Six months had passed, and still the swords had not fallen from the wall. Brienne knew they would not, as surely as she knew Jaime's golden hand had melted in his pyre. She'd mounted the blades herself, and placed his golden hand beside his body to ruby of Widow's Wail was a gleaming eye, hot and swollen. Oathkeeper's pommel was a golden mouth, roaring. She came here to watch the way they cut the air, and how they framed the shafts of sunlight that hung between them.

In Winterfell, her sword with all its lion's teeth had bitten through the dead. But she had stayed a shadow until Jaime had peeled away her armour and forced her heart into its dawn.

The sun would rise. Brienne would watch it fall on the blades that had been theirs. Perhaps she would allow herself a few more tears. After, she would put on her armour, the outer and the inner. Every word she spoke in this city layered another plate over her heart.

Brienne's fingers wrapped around the last piece of Jaime she had to hold. She held his ghost in her palm, jagged and golden. How many times had he locked himself away? To grieve for his children, to yearn for Cersei, to rage at his father, to ache for his brother's hurt?

A knock sounded at the door. The knob rattled, then the lock. The door creaked, easing open, followed by muted but sure footsteps on the stone.

"Brienne." Tyrion's voice was as soft as she knew it would be, as it had been with her since he had handed her Widow's Wail and Jaime's false hand. Since she had cradled Jaime's cold face in her hands and later, watched his body burn.

Dawn is for pain. Day is for duty. She breathed deeply, drawing in the sun. Then she squared her shoulders. She turned to the brother of the man to whom her soul had been wed. "Tyrion. What news?"

He blinked up at her, eyes red-rimmed and dark with exhaustion, curls as messy as the rest of him, tunic and breeches rumpled. "It's too early for news." He stepped towards her. His gaze was gentle, his voice soft. "I came to see how you've been keeping."

Steel slid between her ribs, cold and sharp. Her pain was too much for anyone else to bear, though she shared her tears only with the rising sun. A latch sealed her hurt away from those it was never meant to touch. Amour crafted of calm settled over her. From that same calm came the will to steady her voice.

"If the king is unhappy with my service, I will speak with him myself."

For the smallest moment, she saw a shard of Jaime's soul in Tyrion's long-suffering gaze, the wry quirk of his mouth. "You believe I am here to tell you that your work, Ser Brienne, has been far less than exemplary, and that your service after hours is no longer required." He wasn't quite as obvious as Jaime when it came to rolling his eyes, but he had his brother's finesse in the art. "After all, we have more than enough bodies to haul rubble from one place to another."

Brienne waited, a silent pillar of stone. Tyrion's wit buffeted her, an ocean crashing against her strength.

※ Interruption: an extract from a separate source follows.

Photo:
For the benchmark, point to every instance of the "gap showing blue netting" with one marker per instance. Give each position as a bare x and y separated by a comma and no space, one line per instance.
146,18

Jaime's words would've become more acid, goading her to spar with him in words, because he knew she would not. Later, alone in the candlelight of their bed, he'd spill soft words of reverent worship with every touch.

"Brienne." Tyrion's voice was quiet, careful. "You haven't rested."

"My quarters are well-appointed, and I sleep comfortably." I wake every day knowing it is another in which children will never again burn. Not in this city.

"You'll work yourself to death." He was close to her now. "I've tried many things for the want of forgetting." Staring up into her eyes with a soft earnestness, he said, "Work won't make you forget."

"I know."

If she was tired enough, before collapsing into sleep, she could imagine Jaime's warmth against her, shadow made sun. She'd never had to question herself before knowing him. His sun was trapped in a land she could not visit, and so she'd returned to what eased her. Knowing and doing what was right, even as his ghost followed her. How do you know? How do you know what's right? Those among a thousand questions pushed away in work and sleep.

She'd not asked this question before; of Tyrion, she knew she could. "If I'd been in Jaime's place, what would he have done?"

"You would've died fighting valiantly in the Great War, Ser Brienne," Tyrion said, a proud grin on his face. "My brother would've watched your body burn." He took her hand, and in the touch of his fingers was the same gentleness that fell upon his face. "If circumstances had become the same, he may have returned to King's Landing for Cersei's sake. To plead for her surrender, to protect her as they both died, to sail with her into exile. But if she had not surrendered, if she had died, and somehow he had lived, I don't know if he'd want to be part of this city. Not if he'd had to watch it burn. I think he might want to be alone for a while."

He doesn't mean―

"Jaime hated the North. He told me."

"He knew of your affinity for it." Tyrion's tone was firm. "It certainly would've been quiet enough for him to have many vociferous arguments with your ghost." On the end of Tyrion's finger, the key shone. "Jaime almost never let himself have quiet. I think he'd travel North if it meant he'd be left alone."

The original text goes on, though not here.